Table and Window Example

This example is to help you understand source, sink, table, and window.

In the application below, a Macrometa document-based collection plays role of source to our SW IntrusionDetectionSystem. Consider InboundTrafficData as an audit collection where client IPs are added as they make requests to the server. As a new record is added, an event is emitted by collection streams associated with this collection. This event is consumed by the source collection InboundTraffic.

It is quite possible that your stream worker, IntrusionDetectionSystem, might get burst of events having the same IP, and you need to gauge. Windows store events as and when they arrive and automatically expire/clean them based on the given window constraint.

In our IntrusionDetectionSystem stream worker, we have associated a sliding window of two seconds on incoming events. The window will hold all the events that appear within two seconds. The query groups all the events by IP and if the count on any of these groups is more than 50, meaning that more than 50 events occurred from the same IP within two seconds, then we can assume that this is suspicious traffic.

In addition to the window, we have a Table which serves reference data for our application. A table is a stored collection of events, and its schema is defined via the table definition. Unlike stream, table is stateful and supports interactive queries for the state of the stored events. In our case, SuspiciousIPTable stores pre-defined suspicious IPs which we are using to verify if it matches IPs in suspicious traffic.

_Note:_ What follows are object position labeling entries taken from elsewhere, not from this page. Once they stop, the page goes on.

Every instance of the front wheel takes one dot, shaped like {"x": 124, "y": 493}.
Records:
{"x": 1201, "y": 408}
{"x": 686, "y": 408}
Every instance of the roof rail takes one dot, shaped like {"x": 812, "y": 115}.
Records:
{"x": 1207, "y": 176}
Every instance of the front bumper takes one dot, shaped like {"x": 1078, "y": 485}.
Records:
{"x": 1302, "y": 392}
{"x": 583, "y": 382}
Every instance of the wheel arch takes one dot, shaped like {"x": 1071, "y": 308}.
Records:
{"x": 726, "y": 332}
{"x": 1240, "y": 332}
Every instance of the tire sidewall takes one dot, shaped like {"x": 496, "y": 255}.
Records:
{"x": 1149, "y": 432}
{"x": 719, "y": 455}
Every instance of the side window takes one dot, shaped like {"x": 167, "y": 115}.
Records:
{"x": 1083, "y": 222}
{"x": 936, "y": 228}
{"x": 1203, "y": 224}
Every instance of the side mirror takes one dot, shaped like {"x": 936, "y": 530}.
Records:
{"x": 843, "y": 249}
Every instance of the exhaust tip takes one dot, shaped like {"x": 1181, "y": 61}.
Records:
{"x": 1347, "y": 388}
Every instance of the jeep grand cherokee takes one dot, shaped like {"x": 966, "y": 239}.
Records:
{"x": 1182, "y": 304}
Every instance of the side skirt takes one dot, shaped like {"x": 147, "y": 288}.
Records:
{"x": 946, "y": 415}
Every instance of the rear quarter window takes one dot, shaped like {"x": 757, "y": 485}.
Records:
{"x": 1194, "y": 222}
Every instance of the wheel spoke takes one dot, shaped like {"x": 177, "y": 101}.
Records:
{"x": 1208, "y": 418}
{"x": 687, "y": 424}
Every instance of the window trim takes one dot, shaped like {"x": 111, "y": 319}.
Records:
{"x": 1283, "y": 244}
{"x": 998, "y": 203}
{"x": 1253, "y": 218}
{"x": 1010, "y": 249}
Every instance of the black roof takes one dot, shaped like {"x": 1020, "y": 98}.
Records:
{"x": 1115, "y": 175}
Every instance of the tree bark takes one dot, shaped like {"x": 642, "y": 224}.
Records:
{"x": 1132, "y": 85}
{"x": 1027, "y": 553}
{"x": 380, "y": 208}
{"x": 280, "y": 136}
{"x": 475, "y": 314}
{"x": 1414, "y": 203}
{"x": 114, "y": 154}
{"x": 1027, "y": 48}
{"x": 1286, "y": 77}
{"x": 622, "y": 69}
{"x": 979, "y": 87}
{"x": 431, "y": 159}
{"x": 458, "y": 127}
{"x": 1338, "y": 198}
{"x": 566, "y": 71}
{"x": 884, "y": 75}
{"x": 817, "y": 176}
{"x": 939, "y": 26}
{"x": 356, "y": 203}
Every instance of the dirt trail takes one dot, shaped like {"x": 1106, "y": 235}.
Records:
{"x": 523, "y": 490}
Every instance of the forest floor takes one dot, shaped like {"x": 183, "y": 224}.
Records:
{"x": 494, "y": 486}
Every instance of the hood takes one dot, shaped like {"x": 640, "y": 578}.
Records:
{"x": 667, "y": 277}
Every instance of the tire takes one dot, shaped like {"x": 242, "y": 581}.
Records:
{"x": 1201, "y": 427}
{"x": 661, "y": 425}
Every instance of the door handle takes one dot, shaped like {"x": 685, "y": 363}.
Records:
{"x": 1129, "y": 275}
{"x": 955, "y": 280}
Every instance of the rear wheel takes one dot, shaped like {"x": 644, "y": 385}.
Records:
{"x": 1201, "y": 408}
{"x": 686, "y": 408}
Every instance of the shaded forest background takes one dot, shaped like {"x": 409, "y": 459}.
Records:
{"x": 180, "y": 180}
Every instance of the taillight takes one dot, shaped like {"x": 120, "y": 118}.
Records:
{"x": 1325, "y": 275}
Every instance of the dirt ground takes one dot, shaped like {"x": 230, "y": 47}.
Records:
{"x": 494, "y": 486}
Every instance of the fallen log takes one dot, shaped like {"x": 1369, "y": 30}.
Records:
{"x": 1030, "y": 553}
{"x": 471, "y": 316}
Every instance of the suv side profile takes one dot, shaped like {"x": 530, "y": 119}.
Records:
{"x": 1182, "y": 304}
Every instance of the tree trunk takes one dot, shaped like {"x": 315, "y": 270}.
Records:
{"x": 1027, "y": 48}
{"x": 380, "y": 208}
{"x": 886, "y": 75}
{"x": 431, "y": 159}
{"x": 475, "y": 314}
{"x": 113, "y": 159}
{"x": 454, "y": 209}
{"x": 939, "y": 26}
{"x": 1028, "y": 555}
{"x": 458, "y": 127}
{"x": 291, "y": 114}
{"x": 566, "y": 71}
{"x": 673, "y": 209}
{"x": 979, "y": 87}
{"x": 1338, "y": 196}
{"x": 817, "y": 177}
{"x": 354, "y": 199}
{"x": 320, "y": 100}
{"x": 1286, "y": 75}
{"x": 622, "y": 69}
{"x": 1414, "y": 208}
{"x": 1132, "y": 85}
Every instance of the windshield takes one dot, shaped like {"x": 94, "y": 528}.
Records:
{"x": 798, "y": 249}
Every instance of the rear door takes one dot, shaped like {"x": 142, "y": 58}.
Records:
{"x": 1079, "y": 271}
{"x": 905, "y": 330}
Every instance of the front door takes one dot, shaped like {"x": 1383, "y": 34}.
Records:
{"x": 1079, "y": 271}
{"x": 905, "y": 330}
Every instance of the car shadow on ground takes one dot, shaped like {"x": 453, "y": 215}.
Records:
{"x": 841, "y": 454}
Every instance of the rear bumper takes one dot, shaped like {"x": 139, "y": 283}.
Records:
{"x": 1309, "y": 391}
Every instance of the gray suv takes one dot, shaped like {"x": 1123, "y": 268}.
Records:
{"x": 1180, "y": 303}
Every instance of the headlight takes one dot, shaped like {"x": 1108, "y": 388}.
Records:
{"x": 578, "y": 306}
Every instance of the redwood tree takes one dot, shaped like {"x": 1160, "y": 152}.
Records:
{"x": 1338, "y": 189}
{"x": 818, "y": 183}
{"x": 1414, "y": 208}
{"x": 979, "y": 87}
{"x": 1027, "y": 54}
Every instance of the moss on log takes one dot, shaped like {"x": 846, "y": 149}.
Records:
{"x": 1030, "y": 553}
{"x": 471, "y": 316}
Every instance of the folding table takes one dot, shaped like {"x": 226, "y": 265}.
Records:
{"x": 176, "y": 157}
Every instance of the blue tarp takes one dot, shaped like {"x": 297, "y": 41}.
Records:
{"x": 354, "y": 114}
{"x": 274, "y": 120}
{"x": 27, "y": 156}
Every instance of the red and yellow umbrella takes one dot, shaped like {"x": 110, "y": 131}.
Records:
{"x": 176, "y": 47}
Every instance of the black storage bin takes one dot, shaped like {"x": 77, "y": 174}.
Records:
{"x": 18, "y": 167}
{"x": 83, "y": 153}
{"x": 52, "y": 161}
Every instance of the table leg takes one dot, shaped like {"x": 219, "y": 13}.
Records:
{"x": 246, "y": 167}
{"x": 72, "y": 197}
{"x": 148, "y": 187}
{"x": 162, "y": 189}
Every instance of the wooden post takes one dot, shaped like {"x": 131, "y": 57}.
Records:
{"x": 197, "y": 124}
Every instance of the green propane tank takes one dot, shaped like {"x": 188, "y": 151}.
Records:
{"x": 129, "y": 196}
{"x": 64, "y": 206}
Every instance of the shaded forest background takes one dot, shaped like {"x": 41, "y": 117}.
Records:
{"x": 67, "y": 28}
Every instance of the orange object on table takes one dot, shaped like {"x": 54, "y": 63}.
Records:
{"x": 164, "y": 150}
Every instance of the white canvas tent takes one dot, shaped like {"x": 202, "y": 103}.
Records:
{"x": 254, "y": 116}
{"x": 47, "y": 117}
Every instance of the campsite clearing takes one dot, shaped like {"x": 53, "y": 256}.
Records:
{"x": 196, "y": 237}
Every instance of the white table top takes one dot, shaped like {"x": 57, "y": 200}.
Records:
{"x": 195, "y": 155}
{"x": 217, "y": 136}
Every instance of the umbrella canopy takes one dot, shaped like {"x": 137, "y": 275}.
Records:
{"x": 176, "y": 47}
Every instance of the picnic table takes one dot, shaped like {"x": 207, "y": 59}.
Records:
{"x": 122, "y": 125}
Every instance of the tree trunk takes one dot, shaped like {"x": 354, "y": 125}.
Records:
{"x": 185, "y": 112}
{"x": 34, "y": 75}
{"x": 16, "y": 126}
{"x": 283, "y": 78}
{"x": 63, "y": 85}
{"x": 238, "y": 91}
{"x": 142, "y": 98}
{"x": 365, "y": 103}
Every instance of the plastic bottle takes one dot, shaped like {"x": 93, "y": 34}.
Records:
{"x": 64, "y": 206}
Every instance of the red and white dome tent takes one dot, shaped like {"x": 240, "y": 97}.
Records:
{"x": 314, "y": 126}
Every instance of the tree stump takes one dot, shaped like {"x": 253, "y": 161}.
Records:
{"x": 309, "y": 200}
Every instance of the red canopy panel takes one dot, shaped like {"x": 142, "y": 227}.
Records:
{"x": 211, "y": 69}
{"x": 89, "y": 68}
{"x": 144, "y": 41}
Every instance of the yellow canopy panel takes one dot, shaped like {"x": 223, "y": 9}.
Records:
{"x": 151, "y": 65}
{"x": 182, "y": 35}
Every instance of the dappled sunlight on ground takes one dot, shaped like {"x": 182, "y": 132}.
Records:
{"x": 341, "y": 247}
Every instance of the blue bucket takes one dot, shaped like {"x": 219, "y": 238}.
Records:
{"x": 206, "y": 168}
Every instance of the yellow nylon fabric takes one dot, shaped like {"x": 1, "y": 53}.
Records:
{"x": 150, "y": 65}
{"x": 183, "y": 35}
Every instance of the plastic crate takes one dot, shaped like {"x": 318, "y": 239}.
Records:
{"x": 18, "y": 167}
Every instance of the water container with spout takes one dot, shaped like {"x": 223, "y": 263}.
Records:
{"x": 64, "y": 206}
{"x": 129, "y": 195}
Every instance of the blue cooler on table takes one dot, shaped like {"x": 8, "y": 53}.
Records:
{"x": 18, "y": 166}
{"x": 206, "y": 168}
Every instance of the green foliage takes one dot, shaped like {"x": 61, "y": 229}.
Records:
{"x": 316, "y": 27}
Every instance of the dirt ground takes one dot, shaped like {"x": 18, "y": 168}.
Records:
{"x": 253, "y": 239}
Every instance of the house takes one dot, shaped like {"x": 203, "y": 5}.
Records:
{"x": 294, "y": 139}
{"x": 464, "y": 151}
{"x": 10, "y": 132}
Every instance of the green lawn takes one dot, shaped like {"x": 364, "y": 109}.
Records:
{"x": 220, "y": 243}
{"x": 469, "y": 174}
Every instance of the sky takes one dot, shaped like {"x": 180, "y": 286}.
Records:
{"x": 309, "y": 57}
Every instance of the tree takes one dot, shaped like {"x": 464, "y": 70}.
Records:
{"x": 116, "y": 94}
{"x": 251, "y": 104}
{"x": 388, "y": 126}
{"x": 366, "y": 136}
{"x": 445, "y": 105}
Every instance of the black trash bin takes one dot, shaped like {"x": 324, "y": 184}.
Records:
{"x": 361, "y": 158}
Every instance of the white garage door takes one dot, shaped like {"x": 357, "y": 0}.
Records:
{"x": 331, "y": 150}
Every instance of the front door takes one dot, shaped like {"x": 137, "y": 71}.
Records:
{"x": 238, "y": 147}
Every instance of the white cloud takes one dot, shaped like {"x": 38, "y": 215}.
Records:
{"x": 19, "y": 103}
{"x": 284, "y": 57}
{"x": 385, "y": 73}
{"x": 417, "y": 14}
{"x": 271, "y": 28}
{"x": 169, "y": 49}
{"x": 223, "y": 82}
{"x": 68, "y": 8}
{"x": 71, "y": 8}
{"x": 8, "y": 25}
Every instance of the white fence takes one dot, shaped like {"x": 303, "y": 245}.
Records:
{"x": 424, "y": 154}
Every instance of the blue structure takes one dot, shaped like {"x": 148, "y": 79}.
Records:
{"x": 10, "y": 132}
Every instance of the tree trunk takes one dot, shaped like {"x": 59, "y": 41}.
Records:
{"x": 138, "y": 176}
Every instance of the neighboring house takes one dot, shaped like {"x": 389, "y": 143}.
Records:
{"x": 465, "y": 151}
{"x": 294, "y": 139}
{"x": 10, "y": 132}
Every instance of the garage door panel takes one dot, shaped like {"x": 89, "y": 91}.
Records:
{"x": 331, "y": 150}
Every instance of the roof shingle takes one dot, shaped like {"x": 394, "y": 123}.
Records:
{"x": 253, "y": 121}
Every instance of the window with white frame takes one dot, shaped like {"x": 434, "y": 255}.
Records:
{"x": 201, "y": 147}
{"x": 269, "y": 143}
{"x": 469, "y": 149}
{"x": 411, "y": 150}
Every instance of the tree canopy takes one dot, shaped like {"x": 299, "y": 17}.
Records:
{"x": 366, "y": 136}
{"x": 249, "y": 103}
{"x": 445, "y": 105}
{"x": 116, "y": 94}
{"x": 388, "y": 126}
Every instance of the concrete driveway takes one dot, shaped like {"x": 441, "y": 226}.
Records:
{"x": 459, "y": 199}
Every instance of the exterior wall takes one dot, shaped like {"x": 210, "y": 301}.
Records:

If they match, then we raise an alarm by adding an event to a sink. Sink is an abstraction for an egress event, which serves as an output for the stream worker, convert them to various data formats, and publish them to a stream or external endpoints like database, log, JMS, or as in this case, a Macrometa stream.

@App:name("IntrusionDetectionSystem")
@App:description('The stream worker subscribes to collection InboundTraffic and check for suspicious inbound traffic.')
@App:qlVersion('2')

/**
The source stream InboundTraffic is proving ip hits in a server
if the same ip is hitting more than 50 times within 2 seconds, consider it as suspicious traffic
add raise an alarm if same IP matches in our SuspiciousIPTable.

Testing the stream worker:

1. Create the collection `InboundTrafficData` of type document;

2. Create a Table SuspiciousIPTable with entries for suspicious IPs

3. Run the stream app;

4. Check the sink stream `Alarm` . The data should be available here.

*/

-- Event stores
CREATE SOURCE InboundTraffic WITH (type = 'database', collection = "InboundTrafficData", collection.type="doc" , replication.type="global", map.type='json') (ip string);

CREATE TABLE SuspiciousIPTable (blocked_ip string);

CREATE SINK STREAM Alarm (ip string, requestCount long , incidentTime long);

INSERT INTO Alarm
SELECT ip, count(ip) AS requestCount, currentTimeMillis() AS incidentTime
FROM InboundTraffic WINDOW SLIDING_TIME(2 sec) AS IT
JOIN SuspiciousIPTable AS SIP
ON IT.ip == SIP.blocked_ip
GROUP BY ip
HAVING requestCount > 50 ;